As shown in FIG. 12, the judging process performed by the display judging unit 23 a at step S4 is to use the target property selected at step S3 shown in FIG. 11 as an input and to judge whether the updated-attribute managing unit 17 contains the target property as an entry (step S11). If it has been judged that the target property is not contained as an entry (step S11: No), the process at step S4 ends. On the other hand, if it has been judged that the target property is contained as an entry (step S1: Yes), corresponding “mode” and “attribute” are learned from the updated-attribute managing unit 17 (step S12).

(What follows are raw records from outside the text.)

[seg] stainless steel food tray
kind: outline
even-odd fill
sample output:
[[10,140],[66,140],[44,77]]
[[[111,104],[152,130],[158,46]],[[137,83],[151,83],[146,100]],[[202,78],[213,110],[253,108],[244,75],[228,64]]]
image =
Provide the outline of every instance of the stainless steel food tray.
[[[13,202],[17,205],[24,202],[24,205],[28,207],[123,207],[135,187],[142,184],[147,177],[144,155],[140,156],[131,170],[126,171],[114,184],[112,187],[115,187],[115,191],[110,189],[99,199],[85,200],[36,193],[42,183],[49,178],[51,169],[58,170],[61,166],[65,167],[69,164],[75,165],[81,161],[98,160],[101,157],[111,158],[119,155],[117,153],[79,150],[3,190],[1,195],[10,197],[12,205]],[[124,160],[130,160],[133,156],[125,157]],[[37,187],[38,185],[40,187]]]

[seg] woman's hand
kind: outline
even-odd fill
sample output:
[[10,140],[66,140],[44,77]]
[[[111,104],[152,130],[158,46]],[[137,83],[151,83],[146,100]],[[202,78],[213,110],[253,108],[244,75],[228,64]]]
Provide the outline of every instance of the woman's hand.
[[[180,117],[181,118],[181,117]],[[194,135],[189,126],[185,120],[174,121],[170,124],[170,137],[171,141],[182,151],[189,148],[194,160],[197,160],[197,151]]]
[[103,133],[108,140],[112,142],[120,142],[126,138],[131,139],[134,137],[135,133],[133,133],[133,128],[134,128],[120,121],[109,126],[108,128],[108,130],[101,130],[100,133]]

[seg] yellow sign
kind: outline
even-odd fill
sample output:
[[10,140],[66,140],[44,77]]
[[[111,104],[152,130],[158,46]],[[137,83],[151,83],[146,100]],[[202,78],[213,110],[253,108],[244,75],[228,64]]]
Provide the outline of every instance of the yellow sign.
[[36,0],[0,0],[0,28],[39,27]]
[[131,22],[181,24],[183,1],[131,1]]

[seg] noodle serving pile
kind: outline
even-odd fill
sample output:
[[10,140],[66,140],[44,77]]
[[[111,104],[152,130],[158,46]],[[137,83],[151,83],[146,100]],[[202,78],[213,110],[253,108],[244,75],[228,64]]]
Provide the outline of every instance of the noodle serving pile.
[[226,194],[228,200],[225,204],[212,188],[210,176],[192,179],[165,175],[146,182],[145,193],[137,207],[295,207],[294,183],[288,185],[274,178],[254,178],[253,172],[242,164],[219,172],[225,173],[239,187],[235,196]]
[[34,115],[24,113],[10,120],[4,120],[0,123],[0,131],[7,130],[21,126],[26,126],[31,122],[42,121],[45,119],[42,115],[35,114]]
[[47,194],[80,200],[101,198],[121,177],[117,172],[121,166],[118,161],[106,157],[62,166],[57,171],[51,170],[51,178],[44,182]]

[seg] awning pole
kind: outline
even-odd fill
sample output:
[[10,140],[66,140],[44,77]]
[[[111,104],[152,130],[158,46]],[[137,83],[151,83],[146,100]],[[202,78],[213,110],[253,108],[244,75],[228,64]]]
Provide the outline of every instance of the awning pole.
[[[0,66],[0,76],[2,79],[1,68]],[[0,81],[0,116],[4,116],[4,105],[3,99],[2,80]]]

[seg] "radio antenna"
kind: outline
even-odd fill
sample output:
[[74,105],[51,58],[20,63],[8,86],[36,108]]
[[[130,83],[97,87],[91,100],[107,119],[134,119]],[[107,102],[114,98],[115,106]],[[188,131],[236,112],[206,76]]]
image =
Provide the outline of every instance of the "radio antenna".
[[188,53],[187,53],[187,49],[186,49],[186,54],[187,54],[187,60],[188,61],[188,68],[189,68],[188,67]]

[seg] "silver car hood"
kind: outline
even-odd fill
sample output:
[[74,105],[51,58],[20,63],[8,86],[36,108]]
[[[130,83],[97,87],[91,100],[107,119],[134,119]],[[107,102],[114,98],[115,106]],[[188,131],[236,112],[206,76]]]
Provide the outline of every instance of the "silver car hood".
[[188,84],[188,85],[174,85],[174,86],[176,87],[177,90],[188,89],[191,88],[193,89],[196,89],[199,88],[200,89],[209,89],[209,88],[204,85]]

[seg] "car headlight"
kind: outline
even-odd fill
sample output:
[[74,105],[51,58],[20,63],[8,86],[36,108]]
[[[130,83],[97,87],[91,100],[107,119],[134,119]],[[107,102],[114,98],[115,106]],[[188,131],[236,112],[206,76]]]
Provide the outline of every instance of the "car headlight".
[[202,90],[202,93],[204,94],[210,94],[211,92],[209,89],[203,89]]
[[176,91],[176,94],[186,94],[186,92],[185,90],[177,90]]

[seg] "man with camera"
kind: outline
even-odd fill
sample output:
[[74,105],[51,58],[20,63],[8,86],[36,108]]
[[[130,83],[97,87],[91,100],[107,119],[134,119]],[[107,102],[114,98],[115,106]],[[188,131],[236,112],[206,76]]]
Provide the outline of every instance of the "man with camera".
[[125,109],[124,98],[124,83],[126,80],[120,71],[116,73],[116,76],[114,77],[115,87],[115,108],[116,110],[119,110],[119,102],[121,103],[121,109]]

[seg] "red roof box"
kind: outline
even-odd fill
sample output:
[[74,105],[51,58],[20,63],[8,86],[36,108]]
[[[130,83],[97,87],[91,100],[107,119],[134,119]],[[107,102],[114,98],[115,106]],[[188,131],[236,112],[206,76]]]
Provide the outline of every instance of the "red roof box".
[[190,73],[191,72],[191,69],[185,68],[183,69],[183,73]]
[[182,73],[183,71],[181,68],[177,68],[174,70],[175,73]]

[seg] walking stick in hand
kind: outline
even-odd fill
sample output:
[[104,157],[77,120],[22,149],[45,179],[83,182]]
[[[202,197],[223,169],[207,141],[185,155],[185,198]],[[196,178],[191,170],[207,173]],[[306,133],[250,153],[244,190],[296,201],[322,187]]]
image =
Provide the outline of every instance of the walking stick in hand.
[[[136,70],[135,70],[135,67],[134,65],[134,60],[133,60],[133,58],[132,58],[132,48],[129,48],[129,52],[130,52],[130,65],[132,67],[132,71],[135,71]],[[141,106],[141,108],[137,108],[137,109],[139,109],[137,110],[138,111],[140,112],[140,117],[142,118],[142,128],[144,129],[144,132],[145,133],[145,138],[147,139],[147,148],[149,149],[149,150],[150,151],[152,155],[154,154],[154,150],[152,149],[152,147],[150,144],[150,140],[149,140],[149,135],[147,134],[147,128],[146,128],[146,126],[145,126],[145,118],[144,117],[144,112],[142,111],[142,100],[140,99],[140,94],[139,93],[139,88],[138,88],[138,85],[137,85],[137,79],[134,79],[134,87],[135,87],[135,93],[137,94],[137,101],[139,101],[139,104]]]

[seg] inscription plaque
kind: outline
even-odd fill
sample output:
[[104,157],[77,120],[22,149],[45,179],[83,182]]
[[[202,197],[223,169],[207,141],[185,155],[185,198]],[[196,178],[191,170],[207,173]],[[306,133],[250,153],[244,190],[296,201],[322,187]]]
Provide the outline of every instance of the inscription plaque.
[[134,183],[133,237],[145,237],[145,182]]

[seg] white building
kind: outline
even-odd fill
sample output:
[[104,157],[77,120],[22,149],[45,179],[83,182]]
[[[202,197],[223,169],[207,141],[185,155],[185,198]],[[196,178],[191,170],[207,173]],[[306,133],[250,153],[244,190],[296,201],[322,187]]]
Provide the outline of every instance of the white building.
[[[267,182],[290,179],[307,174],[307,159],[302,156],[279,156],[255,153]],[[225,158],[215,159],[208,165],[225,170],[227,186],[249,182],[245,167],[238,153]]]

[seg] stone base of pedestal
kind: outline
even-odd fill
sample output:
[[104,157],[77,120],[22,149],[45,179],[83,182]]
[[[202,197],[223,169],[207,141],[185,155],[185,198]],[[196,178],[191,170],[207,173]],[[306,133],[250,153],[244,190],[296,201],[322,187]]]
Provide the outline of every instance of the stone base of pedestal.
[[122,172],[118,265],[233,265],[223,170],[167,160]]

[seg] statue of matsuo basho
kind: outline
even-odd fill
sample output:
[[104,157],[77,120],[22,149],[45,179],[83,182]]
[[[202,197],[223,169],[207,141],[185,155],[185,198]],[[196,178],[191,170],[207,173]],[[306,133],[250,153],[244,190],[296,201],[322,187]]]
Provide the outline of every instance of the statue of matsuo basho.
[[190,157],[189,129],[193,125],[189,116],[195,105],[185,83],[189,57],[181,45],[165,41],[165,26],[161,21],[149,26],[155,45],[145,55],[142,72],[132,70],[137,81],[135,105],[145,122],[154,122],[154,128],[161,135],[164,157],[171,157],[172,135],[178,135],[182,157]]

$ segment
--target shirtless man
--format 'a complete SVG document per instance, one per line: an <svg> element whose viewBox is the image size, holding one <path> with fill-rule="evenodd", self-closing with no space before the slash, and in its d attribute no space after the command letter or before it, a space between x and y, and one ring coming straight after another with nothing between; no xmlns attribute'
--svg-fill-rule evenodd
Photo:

Subsequently, it is judged whether there is an entry that has matching “mode” and “attribute”, based on the display mode rule managed by the display-mode-rule managing unit 20 (step S13). If it has been judged that there is no matching entry (step S13: No), the process at step S4 ends. On the other hand, if it has been judged that there is a matching entry (step S13: Yes), the “cell operation” of the entry is obtained, and the operation is applied to the display of the corresponding cell (step S14), and the process at step S4 ends.
Next, the display method judging process will be explained more specifically, using the search result shown in FIG. 10. The following explanation will be based on an example in which the instance in the first line in FIG. 10 is selected at step S1 in FIG. 11. The latest version of the dictionary that is obtained after the update and is managed by the hierarchical database 11 is V2. Thus, the Flg=V1 of the instance does not match the latest version (step S2: No). Accordingly, the process proceeds to step S3, where a target property is selected. In the present example, it is assumed that “P1: manufacturer name” in the first column is selected as the target property.
Next, at step S4, it is checked to see if there is an entry with P1, based on the updated attributes shown in FIG. 7 (step S11). Because the definition of P1 has been changed, it is judged that there is an entry (in the first line) (step S11: Yes). It is learned that “mode=MOD” and “attribute=DEF” (step S12). After that, it is checked to see if the display mode rule shown in FIG. 9 contains any entry that has “mode=MOD” and “attribute=DEF” (step S13). In the display mode rule shown in FIG. 9, there is such an entry in the second line (step S13: Yes). Because the cell operation is defined as “setBackground (“yellow”)”, the background is set to yellow when the cell for P1 of the instance is displayed (step S14).
As explained above, the display judging process at step S4 is performed on each of all the properties of all the instances in the search result. The result of the display judging process is shown in FIG. 13.
As shown in FIG. 13, as a result of the process described above, the display of the instances that are written according to the new version V2 of the dictionary and the display of the cells for the properties of which the attribute has not been changed remain unchanged.
When a dictionary has been updated, if two or more items of attributes of a property are changed at the same time, the behavior is determined according to a priority level of the display mode rule. For example, an entry on the upper level may be prioritized.
In the description of the first embodiment, the example is used in which the background color is changed; however, it is acceptable to define the operation for the cell display so that the font used in the foreground is changed.
As explained above, when the dictionary is updated, if the “unit” or the “definition” has been changed, the background color of the cell or the like is changed. Thus, it is possible to indicate to the searcher that he/she needs to pay attention to the value.
Next, the significance of changing the background color when an enumeration type (Enum) has been added will be additionally explained. For example, the value of P3 in the fourth line in FIG. 13 is “others”, which is the enumeration type (Enum) according to the old version V1 of the dictionary. If this item actually corresponds to “ceramic”, which is introduced in the new version V2 of the dictionary, it is not appropriate to keep it as “others” according to the new version V2 of the dictionary. Thus, there is significance in drawing the searcher's attention by changing the background color when an ENUM element has been added.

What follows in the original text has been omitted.